COS 31-8
Higher temperatures mean lower rewards and poorer defense in a desert protection mutualism

Tuesday, August 12, 2014: 10:30 AM
Carmel AB, Hyatt Regency Hotel
Ginny M. Fitzpatrick, Ecology and Evolutionary Biology, University of Arizona, Tucson, AZ
Travis E. Huxman, Ecology and Evolutionary Biology, University of California, Irvine, Irvine, CA
Chrisopher A. Johnson, Ecology & Evolutionary Biology, The University of Arizona, Tucson, AZ
Judith L. Bronstein, Department of Ecology and Evolutionary Biology, University of Arizona, Tucson, AZ
Background/Question/Methods

The outcomes of mutualistic interactions are dependent on how mutualists respond to temporal and spatial variability in both the biotic and abiotic environment. Temperature is a key abiotic factor that can affect species directly (e.g., physiological tolerances, metabolic influences) and indirectly (e.g., via its effects on interactions with consumers, competitors, mutualists). We tested the effects of temperature on reward production for participants in a protection mutualism, in which a cactus provides extrafloral nectar to a set of defensive ant species that vary in antagonist removal effectiveness. To investigate how extrafloral nectar production varies with temperature in Ferocactus wislizeni, plants were housed in a controlled environment chamber and extrafloral nectar quantity was measured at multiple temperatures.
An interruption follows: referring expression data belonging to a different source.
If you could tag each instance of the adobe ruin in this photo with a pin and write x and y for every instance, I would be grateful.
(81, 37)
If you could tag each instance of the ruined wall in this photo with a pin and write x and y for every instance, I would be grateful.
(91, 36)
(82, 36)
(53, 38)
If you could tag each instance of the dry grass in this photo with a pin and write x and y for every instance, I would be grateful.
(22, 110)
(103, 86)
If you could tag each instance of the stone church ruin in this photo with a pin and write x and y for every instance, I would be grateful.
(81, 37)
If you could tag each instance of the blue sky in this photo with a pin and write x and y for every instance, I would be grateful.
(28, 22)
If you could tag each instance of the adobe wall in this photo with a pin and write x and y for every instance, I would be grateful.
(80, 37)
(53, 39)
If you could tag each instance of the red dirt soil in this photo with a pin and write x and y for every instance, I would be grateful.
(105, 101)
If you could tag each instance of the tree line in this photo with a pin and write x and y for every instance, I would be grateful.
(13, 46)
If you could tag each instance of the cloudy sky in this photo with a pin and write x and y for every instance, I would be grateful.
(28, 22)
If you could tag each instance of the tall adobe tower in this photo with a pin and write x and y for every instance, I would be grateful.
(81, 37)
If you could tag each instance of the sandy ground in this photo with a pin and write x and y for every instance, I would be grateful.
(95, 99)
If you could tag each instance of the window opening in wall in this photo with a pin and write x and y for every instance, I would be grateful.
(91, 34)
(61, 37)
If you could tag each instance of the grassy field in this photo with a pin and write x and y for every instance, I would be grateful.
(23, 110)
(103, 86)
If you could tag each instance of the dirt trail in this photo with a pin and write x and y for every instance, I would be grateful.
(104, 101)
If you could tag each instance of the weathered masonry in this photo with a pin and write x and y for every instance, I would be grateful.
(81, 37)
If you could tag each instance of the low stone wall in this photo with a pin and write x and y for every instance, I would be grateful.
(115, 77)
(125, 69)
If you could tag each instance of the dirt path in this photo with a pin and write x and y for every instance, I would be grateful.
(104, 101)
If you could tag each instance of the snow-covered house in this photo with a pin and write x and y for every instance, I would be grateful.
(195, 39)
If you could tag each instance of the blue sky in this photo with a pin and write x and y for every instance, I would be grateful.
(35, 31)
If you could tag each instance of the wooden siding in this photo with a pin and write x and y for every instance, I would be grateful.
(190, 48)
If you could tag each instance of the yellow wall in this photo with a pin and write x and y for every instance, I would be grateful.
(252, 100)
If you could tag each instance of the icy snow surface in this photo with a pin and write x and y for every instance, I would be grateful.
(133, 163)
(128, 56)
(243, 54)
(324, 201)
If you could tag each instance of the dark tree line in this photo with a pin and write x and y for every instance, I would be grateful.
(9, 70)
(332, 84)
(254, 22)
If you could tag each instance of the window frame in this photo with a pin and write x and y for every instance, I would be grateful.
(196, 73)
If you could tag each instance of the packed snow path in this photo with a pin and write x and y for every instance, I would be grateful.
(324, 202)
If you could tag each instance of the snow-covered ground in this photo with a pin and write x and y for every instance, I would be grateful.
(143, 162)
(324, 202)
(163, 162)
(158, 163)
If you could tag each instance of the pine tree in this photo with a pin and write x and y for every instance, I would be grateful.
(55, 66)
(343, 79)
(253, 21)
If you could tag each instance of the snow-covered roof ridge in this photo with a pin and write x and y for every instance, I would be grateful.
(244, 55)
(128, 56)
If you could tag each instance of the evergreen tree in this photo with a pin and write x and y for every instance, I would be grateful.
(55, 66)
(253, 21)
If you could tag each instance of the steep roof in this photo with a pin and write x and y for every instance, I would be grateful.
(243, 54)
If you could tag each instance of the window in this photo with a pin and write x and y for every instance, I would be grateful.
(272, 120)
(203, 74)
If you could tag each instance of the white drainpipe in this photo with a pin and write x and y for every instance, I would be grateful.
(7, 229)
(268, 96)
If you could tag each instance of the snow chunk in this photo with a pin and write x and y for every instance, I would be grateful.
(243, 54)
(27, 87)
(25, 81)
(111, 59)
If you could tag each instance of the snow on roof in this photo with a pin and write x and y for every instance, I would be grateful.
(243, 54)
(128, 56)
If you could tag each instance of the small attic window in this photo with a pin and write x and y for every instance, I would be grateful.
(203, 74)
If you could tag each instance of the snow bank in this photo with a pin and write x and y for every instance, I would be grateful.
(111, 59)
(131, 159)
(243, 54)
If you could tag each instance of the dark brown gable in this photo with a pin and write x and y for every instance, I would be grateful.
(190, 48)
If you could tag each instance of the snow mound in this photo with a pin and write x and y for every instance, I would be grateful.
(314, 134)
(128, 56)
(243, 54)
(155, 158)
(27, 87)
We used nonlinear regression to fit functions to extrafloral nectar production and related that to ant activity data under varying temperatures for patterns collected in the field. We then developed mathematical models to predict (i) extrafloral nectar availability to each ant species based on its thermal range, and (ii) the amount of extrafloral nectar each ant species could obtain based on the number of workers attending cacti as a function of temperature.

Results/Conclusions

We report three key results. First, extrafloral nectar production was greatest at intermediate temperatures (Topt = 28.20.4°C) and declined at both higher and lower temperatures. Second, ant attendance on plants could be predicted by temperature alone. Finally, the model predictions allowed for an analysis of the cost-effectiveness of different qualities of species interactions. Interestingly, Forelius pruinosus, the least-effective ant mutualist, was predicted to receive less extrafloral nectar relative to more-effective ant species because it was active at temperatures at which plants produce less extrafloral nectar, and was less abundant on plants. These data suggest that rising temperatures would likely reduce the amount of extrafloral nectar produced by these plants, which could impact the forces that hold these suites of interactions together. Additionally, global warming may cause temperatures to exceed the thermal tolerance of more-effective ant mutualists, impacting the potential participant pool. How these interactions are influenced by a sensitivity to rewards, or how competition for these rewards alter the network of interactions, is key to understanding the long-term persistence of this mutualism as the environment significantly changes in the coming years.